Plan for the session:
- learn how to launch the STRONG pipeline
- learn the main step of the analysis, and it's expected output
The STRONG pipeline can be subdivided in these 4 main steps. Steps
- assembly: coassembly of sample, binning, MAG assessment
- graphextraction: extract cogs subgraphs
- bayespaths: Use bayespaths to infer strains and coverage
- results: Generate results figures.
STRONG resolves strains on assembly graphs by resolving variants on core COGs using co-occurrence across multiple samples.
STRONG is already installed on your VM, you will find the git repos at:
~/repos/STRONG
It is a clone of the one available online and installation steps are detailed there.
Packages needed: Current installation depend entirely on conda, by creating an environment where all packages and their dependencies are installed.
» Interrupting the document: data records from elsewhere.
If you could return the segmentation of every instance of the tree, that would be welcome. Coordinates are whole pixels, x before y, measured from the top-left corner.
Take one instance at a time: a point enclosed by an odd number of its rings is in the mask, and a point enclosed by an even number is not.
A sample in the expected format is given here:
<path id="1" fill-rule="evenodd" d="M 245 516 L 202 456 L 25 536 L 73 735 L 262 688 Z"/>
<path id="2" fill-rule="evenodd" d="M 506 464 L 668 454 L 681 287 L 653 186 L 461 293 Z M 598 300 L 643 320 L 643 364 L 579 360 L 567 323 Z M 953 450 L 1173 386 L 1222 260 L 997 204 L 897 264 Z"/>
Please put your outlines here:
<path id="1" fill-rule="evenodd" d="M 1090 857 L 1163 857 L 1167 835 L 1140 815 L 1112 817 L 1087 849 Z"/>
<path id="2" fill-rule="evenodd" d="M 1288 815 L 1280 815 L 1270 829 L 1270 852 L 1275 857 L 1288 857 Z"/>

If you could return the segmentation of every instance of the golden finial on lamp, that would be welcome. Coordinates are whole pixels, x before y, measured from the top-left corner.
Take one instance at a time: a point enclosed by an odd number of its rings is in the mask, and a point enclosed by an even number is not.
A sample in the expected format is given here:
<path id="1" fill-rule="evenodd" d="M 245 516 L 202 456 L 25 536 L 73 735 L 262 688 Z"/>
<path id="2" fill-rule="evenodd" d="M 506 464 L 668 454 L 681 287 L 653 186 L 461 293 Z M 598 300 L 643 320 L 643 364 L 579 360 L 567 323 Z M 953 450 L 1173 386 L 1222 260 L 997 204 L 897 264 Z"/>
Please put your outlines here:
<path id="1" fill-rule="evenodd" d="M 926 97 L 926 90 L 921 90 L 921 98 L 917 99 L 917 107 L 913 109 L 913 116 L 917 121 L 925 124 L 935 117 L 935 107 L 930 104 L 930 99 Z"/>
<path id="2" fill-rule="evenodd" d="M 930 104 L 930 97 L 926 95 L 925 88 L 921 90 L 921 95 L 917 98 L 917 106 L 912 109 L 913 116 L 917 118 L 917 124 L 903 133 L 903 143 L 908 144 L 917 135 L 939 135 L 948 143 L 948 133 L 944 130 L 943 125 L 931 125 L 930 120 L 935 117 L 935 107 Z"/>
Look at : ~/repos/STRONG/conda_env.yaml
fasttree is a dependency, it has been installed, try :
fasttree -h
not working?
Try activating the relevant conda environment :
conda env list
conda activate STRONG
fasttree -h
Databases
-
COG database , you will find it installed at
$DATA/../rpsblast_cog_db
-
(optional) GTDB , used with gtdb-tk, (77Gb) too much ram needed and execution too slow for this present tutorial.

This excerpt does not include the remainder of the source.